Functional characterization among hBMSCs, SHED and hUCMSCs. (A) Reactome enrichment analysis for upregulated DEGs of hBMSCs and SHED in different cells number. (B) Reactome enrichment analysis for upregulated DEGs of hUCMSCs and SHED in different cells number. Dot plot shows the terms with significant. The gene ratio (enriched genes/total number of genes) was represented by the size of dot. The adjusted p-value for enrichment analysis was indicated by the color of dot. Red label highlights the important terms related to SHED functions. (C) The immune cell recruitment scores with significant difference among hBMSCs, SHED and hUCMSCs are shown as box plots with 25th and 75th quartiles (limits inside boxes). The y-axis shows the x-axis shows the normalized ssGSEA score, and the different immune cell types. Bars with different colors correspond to different groups. Kruskal–Wallis rank test was used for p-value. *** p < 0.001. (D) The percentages calculated by the median of each significant immune cell recruitment score in the corresponding maximum median of score among hBMSCs (red line), SHED (blue line) and hUCMSCs (green line) visualized as a radar plot, and the values range from 1 to 100%.

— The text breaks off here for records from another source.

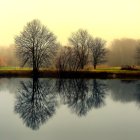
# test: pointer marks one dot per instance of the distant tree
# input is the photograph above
(122, 52)
(80, 43)
(36, 102)
(138, 54)
(67, 60)
(36, 45)
(98, 50)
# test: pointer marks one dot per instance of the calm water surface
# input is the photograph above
(76, 109)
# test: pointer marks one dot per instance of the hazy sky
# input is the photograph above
(107, 19)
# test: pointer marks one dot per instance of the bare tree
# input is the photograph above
(98, 51)
(80, 43)
(67, 60)
(36, 45)
(138, 54)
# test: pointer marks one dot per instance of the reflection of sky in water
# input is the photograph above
(118, 118)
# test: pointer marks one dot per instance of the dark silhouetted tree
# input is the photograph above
(80, 96)
(80, 43)
(98, 51)
(36, 102)
(36, 45)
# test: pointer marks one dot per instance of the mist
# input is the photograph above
(123, 52)
(8, 56)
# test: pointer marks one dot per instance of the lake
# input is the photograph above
(69, 109)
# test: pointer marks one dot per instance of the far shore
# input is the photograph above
(45, 73)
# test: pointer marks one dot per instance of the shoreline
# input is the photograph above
(101, 74)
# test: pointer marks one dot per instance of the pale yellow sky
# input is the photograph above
(107, 19)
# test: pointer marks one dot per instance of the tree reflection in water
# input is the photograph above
(81, 95)
(36, 102)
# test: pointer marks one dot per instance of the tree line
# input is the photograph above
(36, 46)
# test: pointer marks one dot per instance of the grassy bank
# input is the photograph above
(99, 73)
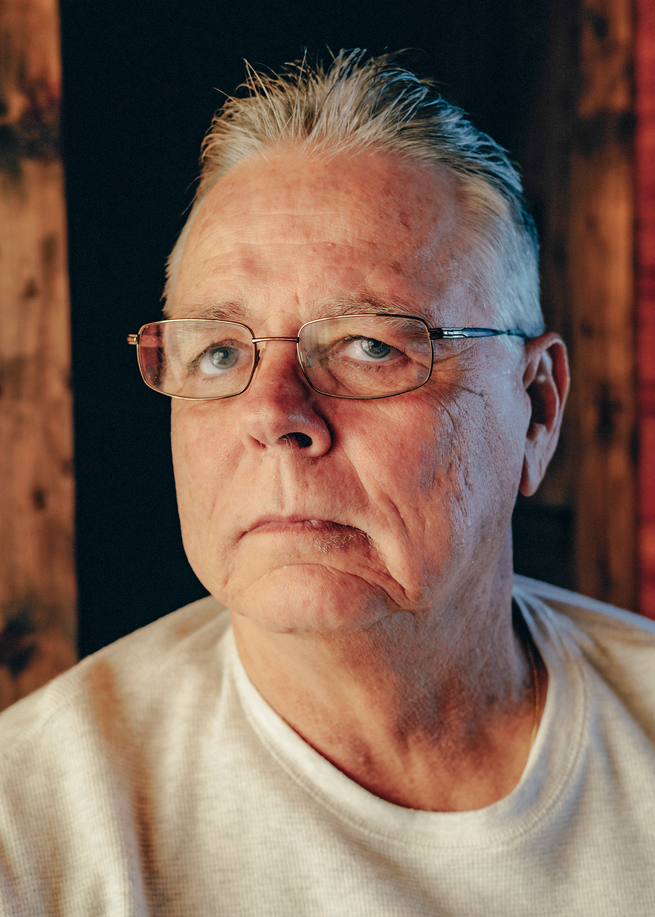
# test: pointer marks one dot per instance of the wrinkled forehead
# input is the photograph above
(316, 227)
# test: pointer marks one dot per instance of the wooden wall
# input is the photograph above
(37, 580)
(580, 173)
(645, 193)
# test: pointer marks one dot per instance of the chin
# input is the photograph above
(308, 598)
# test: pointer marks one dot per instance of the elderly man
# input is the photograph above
(387, 723)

Immunoregulatory characterization of SHED

We put the SHEDs in a low differentiation state co-cultured with activated or inactivated PBMC to validate the strong chemotactic ability and another effect on immune cells. The result shows a tendency to enhance the proliferation of Treg (CD4+CD25+CD127) (Fig. 7A) under an appropriate concentration of IL-2. Although there are different original ratios and promote efficiency among the diverse PBMCs, a clear increase of Treg was observed in inactivated PBMC between control and SHEDs treated. (Fig. 7B) we also co-cultured activated PBMC and SHEDs to mimic an inflammatory environment; the SHEDs can down-regulate inflammatory factors such as TNF-α (Fig. 7C).

Fig. 7
figure 7

Immunoregulatory characterization of SHED (A) Flow cytometric profiles of CD25 and CD127 in CD4+ cells in the PBMC of the control and SHED-treated groups. (B) Numerical values denote the percentage of CD4+CD25+CD127 in each group. (C) Numerical values denote the concentration of TNF-α in each group.